Published March 12, 2021
The best — if not the only — way to establish racial equality in the United States is to provide financial reparations to all descendants of slavery, according to two experts on racism.
William A. Darity Jr., and A. Kirsten Mullen spoke about the 150-plus-year history of financial inequity in America during a virtual presentation on March 11.
The presentation, “From Here to Equality: Reparations for Black Americans in the 21st Century,” was sponsored by the UB Center for Diversity Innovation in the College of Arts and Sciences. It was co-sponsored by the Baldy Center for Law & Social Policy in the School of Law and the Office of Inclusive Excellence.
Darity is the Samuel DuBois Cook Professor of Public Policy, African and African American Studies, and Economics and director of the Samuel DuBois Cook Center on Social Equity at Duke University.
His research focuses on inequality by race, class and ethnicity; stratification economics; schooling and the racial achievement gap; North-South theories of trade and development; skin shade and labor market outcomes; the economics of reparations; the Atlantic slave trade and the Industrial Revolution; the history of economics; and the social psychological effects of exposure to unemployment. He has published or edited 13 books and published more than 300 articles in professional outlets.
Mullen is a folklorist and founder of Artefactual, an arts-consulting practice, and Carolina Circuit Writers, a literary consortium that brings expressive writers of color to the Carolinas. She was a member of the Freelon Adjaye Bond concept- development team that was awarded the Smithsonian Institution’s commission to design the National Museum of African American History and Culture.
As a faculty member with the Community Folklife Documentation Institute, she trained students to research and document the state’s African American music heritage. Her writing in museum catalogs, journals and in commercial media includes “Black Culture and History Matter,” which examines the politics of funding black cultural institutions.
The presentation, which took its name from Darity and Mullen’s highly praised 2020 book, outlined opportunities the country missed to get African Americans on equal footing with whites at various points since the 1800s.
In the course of their research, they found links between financial losses and various historical wrongs due to racial inequality. They assessed the literal and figurative costs of justice denied to Black people in the 155 years since the end of the Civil War.

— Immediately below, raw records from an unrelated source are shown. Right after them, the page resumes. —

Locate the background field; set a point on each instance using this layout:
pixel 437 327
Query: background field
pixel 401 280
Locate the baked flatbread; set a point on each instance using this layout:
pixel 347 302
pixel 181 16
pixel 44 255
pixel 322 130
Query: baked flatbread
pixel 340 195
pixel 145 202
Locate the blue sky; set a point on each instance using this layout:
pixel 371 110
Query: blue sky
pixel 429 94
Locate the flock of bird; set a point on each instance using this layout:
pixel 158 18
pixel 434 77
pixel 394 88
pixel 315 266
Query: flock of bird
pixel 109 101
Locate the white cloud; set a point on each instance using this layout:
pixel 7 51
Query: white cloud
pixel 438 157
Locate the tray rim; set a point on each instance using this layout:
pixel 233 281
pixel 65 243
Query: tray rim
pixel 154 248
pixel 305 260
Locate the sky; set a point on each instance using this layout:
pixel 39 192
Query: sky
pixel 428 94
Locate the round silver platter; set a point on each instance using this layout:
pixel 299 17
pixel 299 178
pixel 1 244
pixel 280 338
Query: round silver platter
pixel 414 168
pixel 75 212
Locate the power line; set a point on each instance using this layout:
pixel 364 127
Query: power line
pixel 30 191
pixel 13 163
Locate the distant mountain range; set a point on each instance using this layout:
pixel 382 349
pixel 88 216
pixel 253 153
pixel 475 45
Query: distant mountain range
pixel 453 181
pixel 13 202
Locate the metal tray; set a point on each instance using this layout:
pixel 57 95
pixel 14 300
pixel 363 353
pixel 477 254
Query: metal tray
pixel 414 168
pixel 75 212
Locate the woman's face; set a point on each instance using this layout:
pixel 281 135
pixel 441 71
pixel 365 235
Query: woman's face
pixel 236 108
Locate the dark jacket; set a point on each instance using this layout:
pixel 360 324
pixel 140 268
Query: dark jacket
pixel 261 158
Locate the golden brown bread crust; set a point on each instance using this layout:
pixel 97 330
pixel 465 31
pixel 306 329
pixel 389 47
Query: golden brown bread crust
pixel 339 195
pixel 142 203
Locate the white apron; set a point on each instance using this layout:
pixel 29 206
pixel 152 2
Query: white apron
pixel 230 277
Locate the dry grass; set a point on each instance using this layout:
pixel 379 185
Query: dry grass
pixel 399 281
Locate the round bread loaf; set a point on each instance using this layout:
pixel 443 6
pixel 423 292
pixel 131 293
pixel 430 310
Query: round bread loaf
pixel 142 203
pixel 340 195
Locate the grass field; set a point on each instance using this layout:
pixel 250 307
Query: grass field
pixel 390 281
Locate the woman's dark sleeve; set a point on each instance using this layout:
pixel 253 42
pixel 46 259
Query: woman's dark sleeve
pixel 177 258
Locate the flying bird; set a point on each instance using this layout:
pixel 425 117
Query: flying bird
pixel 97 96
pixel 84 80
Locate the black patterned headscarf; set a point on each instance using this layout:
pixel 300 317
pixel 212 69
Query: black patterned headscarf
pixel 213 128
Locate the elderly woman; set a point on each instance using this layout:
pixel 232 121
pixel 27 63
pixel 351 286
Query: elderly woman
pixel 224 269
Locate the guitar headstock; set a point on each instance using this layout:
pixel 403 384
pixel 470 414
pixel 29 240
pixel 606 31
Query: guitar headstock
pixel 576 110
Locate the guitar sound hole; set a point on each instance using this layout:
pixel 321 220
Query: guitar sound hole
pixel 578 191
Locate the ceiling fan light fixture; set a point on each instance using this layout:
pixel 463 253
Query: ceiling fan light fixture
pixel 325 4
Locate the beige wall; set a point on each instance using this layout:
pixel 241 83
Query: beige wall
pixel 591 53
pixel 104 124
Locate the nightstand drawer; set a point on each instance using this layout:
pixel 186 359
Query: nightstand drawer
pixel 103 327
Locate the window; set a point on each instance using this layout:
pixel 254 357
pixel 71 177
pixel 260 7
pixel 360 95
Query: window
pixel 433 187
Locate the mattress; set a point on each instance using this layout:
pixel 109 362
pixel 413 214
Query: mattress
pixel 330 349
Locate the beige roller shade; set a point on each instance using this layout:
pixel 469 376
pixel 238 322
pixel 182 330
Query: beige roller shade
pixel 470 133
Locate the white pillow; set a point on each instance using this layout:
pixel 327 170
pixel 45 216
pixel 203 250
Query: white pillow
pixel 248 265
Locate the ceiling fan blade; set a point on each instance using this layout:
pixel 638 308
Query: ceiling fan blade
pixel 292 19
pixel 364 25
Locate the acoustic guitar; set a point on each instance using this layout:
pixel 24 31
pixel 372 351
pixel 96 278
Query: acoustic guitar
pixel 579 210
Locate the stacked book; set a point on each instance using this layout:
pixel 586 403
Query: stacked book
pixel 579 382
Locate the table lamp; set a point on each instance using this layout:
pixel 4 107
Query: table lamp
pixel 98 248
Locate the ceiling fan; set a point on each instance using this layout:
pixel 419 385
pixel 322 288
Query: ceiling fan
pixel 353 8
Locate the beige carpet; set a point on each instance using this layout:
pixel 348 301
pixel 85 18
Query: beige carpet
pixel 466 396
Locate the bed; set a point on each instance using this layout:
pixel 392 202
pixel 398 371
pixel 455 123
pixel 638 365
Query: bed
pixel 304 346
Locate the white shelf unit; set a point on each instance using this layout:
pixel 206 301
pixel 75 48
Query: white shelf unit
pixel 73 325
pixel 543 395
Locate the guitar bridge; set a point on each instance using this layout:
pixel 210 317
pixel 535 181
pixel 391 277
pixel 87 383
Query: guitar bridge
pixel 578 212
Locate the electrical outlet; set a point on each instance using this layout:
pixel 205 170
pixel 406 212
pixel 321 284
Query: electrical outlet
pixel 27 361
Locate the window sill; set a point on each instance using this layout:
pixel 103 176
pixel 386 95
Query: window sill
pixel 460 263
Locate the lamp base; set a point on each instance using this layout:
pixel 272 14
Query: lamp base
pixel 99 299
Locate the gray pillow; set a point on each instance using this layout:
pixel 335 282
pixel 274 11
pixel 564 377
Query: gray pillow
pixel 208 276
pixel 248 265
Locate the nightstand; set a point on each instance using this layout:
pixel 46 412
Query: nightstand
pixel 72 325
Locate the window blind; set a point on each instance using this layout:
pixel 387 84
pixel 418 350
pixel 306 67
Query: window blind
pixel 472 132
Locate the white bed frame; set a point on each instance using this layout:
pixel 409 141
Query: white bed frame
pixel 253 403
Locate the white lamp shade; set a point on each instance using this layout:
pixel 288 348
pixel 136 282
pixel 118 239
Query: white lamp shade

Specifically, the authors identified three points in history when Black people were held back financially: during slavery and Reconstruction, during the Jim Crow period and during and since the civil rights movement.
Mullen noted that the perception that all freed slaves were provided with “40 acres and a mule” is a misconception that has persisted for more than a century. The homesteading acts ensured that whites received a disproportionate amount of money, and doomed Black people to decades of reduced access to wealth.
She contended that forms of slavery endured long after the U.S. economy could have existed without slave labor.
The Jim Crow era, she said, led to 100-plus years of socially accepted racial segregation that was akin to South Africa’s apartheid.
And in the years since the civil rights movement, Black people have been subjected to a vastly disproportionate incidence of mass incarceration, housing discrimination, unequal education, police brutality, employment discrimination, and huge gaps in wealth and opportunity.
Darity pointed out that wealth is equated with a family’s well-being, and that a person’s financial agency leads to greater opportunity — for homeownership and building savings, for example. Currently, he said, Black people represent 13% of the population but hold only 2% of the nation’s wealth.
Darity and Mullen ended their presentation with a synopsis of their detailed plan for providing substantial financial compensation to all eligible descendants of documented slaves.
Vanessa M. Holden, Distinguished Visiting Scholar in the Center for Diversity Innovation, oversaw a brief question-and-answer session following the presentation.